Los niveles de contaminación sónica y del aire convirtieron también a lo que quedó de la acera en espacio hostil, poco propicio para el intercambio con el prójimo.
En el caso venezolano, además, el egoísmo pequeñoburgués de amplios sectores de la clase media ha presionado en contra de la mezcla de usos en sus zonas residenciales, a las que consideran como territorios exclusivos de los cuales hay que alejar a los extraños, sospechosos por definición, lo que trae como consecuencia el despoblamiento de las aceras que terminan por no llevar a ninguna parte.
El panorama se agrava con la creciente propensión, justificada con el argumento de la inseguridad, a rodear cada edificio de altos muros que han convertido muchas calles en auténticos túneles a cielo abierto y a las aceras en tierra de nadie
Reconstruir la ciudad venezolana, convertirla propiamente en “la cosa humana por excelencia”, requerirá también la recuperación de la calle y convertirla en espacio de ciudadanía y no mero canal de comunicación.

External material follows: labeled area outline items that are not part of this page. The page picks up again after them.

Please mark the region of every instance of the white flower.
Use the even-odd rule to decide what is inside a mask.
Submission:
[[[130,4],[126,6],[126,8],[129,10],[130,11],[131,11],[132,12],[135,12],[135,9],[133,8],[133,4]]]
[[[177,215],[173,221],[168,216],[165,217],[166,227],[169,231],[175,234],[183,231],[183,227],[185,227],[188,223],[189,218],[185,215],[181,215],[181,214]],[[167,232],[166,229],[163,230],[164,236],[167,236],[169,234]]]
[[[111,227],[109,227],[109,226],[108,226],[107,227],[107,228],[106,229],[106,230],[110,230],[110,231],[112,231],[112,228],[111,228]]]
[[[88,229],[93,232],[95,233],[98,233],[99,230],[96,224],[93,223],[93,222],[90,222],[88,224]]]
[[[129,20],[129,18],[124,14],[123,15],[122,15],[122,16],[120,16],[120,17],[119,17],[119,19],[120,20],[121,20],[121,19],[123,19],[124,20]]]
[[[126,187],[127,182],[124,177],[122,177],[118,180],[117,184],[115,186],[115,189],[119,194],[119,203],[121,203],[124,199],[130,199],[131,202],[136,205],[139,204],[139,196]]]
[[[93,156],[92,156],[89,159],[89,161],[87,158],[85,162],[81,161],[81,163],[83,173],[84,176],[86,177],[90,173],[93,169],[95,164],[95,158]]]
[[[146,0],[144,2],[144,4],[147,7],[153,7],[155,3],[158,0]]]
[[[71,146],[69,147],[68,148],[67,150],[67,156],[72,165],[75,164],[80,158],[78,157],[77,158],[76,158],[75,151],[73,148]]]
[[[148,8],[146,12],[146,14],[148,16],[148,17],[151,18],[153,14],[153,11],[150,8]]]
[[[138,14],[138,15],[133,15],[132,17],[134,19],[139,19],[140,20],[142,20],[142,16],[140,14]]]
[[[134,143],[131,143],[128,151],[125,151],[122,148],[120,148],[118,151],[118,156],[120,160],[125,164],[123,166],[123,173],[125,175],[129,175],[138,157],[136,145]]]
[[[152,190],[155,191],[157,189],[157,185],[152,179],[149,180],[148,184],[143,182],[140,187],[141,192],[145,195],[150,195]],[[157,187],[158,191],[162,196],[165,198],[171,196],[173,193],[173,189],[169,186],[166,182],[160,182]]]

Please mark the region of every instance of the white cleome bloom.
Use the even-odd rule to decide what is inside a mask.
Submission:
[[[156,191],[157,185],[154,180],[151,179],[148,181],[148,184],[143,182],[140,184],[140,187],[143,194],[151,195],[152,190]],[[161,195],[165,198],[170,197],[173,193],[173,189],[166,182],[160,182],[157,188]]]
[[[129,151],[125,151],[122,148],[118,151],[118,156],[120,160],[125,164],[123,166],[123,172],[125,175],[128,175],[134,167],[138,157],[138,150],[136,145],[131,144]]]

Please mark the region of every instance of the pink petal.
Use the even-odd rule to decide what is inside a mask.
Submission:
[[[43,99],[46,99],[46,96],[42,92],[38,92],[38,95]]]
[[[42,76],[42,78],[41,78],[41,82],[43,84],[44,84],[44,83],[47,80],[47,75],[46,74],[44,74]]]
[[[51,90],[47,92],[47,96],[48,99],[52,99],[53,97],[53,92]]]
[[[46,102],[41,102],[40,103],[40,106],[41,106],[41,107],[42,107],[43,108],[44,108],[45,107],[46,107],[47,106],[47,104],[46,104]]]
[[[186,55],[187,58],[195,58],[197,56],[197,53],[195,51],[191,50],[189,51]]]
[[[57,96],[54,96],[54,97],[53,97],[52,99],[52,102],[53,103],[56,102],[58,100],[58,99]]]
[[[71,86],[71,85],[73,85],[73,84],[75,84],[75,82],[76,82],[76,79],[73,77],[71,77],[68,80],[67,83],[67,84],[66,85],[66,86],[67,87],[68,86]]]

Para ello habrá que despejar la calzada, favoreciendo el transporte público sobre el privado, reduciendo la contaminación sónica y del aire y domesticando el tráfico automotor para hacerlo compatible con el movimiento peatonal; pero habrá también que recuperar la acera, ampliando sus espacios y otorgándole más importancia que a la calzada, estimulando la aparición de actividades que inciten al recorrido peatonal y lo hagan atractivo y seguro.
La primera es sobre todo una tarea técnico-económica y de gestión; la segunda es mucho más compleja porque requiere del cambio de actitudes, de la implantación de una verdadera cultura urbana.